The laugh was turned. The boy with red hair now plucked up courage and said, “The equator is an imaginary line. There is nothing to get over.”
“Good,” said the committee man. “You are the kind of boy I thought you were. Now, don’t forget that the equator isn’t the only difficulty in the world that you will find to be imaginary when you come to it. Good-bye.”
Another visitor told interesting stories about the little red schoolhouse that he attended as a boy, about getting out of bed before light cold winter mornings to help with the farm work before he went to school; of ploughing his way through snowdrifts, of making hay and digging potatoes and threshing grain, of working all day in the hot sun.

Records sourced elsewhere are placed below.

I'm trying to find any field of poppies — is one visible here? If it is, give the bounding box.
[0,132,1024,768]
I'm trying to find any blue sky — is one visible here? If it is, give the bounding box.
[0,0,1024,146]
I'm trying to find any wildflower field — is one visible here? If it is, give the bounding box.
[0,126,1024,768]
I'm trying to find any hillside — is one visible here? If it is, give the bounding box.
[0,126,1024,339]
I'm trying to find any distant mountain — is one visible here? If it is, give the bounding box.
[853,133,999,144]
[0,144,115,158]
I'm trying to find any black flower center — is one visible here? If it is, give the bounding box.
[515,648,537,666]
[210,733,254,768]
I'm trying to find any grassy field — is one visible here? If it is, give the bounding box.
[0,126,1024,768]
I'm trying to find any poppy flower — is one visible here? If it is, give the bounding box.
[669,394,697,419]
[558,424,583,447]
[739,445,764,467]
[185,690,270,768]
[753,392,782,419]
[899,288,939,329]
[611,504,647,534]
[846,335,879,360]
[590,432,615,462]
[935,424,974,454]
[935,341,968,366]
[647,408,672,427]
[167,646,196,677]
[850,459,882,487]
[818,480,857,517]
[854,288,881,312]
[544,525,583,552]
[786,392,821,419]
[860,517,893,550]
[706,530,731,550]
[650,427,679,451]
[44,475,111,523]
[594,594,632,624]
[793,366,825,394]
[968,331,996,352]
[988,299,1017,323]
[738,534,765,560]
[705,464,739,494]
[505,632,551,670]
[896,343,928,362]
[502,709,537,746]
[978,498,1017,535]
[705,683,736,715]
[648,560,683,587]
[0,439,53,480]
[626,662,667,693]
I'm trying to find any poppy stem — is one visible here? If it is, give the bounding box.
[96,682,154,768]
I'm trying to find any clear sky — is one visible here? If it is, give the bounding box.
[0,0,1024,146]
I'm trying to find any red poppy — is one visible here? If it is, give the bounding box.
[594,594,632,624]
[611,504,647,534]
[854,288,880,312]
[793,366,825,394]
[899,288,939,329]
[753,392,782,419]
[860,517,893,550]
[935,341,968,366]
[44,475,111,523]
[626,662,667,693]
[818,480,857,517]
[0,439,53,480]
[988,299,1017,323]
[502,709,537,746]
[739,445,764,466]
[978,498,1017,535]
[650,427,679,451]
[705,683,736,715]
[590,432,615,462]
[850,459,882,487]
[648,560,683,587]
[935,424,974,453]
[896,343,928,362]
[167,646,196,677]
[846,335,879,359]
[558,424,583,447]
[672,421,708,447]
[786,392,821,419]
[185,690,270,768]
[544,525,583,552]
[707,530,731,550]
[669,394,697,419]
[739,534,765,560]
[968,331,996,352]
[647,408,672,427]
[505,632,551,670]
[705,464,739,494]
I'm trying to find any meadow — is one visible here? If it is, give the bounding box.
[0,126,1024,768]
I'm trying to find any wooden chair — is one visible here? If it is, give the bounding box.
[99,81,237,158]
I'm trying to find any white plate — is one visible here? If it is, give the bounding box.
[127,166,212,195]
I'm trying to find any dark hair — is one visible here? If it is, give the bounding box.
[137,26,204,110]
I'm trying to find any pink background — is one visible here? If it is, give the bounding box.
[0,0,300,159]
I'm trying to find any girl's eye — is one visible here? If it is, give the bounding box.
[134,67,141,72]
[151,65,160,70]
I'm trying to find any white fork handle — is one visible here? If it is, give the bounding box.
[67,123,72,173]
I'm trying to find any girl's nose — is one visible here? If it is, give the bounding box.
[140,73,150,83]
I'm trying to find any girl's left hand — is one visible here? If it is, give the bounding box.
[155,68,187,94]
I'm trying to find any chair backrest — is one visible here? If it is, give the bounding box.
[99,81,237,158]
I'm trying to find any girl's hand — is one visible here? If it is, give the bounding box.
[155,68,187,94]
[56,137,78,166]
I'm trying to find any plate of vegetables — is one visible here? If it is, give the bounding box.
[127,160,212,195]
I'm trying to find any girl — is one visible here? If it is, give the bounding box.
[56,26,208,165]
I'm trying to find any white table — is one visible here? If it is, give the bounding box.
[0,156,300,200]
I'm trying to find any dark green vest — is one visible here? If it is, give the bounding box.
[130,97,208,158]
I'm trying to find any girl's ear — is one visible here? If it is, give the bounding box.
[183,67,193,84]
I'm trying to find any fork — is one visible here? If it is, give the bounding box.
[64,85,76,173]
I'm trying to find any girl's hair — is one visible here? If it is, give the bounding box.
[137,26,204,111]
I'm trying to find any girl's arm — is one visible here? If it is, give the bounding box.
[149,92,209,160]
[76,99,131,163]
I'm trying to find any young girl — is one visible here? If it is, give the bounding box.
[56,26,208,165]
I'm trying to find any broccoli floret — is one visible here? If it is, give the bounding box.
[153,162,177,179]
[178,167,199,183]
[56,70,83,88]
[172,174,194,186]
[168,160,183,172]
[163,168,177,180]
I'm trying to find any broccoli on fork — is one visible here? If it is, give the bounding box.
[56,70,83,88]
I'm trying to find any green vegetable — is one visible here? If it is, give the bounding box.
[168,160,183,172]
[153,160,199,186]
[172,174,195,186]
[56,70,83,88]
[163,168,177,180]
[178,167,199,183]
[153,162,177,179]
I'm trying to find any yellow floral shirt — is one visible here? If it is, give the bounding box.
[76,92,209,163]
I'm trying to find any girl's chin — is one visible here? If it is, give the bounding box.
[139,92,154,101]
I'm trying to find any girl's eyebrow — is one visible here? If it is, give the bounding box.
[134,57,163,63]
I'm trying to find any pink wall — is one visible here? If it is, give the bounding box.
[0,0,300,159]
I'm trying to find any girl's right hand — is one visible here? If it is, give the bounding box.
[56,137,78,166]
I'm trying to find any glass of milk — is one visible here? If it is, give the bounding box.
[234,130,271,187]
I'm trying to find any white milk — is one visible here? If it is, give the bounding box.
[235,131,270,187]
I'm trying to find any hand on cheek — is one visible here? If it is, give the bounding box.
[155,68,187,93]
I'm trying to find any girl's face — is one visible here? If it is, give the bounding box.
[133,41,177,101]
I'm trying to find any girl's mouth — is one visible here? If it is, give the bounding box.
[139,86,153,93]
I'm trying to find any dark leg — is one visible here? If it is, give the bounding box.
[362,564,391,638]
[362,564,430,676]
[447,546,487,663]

“Now, boys,” he said at the close, “I have a secret to tell you. You think it’s rather hard—don’t you?—to be called at eight o’clock in the morning, eat breakfast, and get to school by nine? Well, the secret is that while you are making yourselves comfortable the country boys are making themselves ready to come here to the city a few years from now to take your places. I wonder what you are going to do about it. You want those good places, and there is just one way by which you can hold on to them. It is this, ‘Work hard and don’t grumble.’”
Another committee man talked about perseverance. At the end of his little address he said:
“We have been talking about perseverance, and now I am going to ask you to do something that will make you remember this talk as long as you live. I want you to sing ‘Go on, go on, go on, go on,’ to the tune of ‘Auld Lang Syne.’”
It was sung, and there is no question that it was remembered.
CHAPTER XVII
THE HIGH SCHOOL EXAMINATIONS
One day at the beginning of Ella’s second year in the First Room, the superintendent came to the school and brought with him a stranger, a quiet gentleman with a pleasant smile.
“Do you suppose that is the one?” was the question signaled from one to another.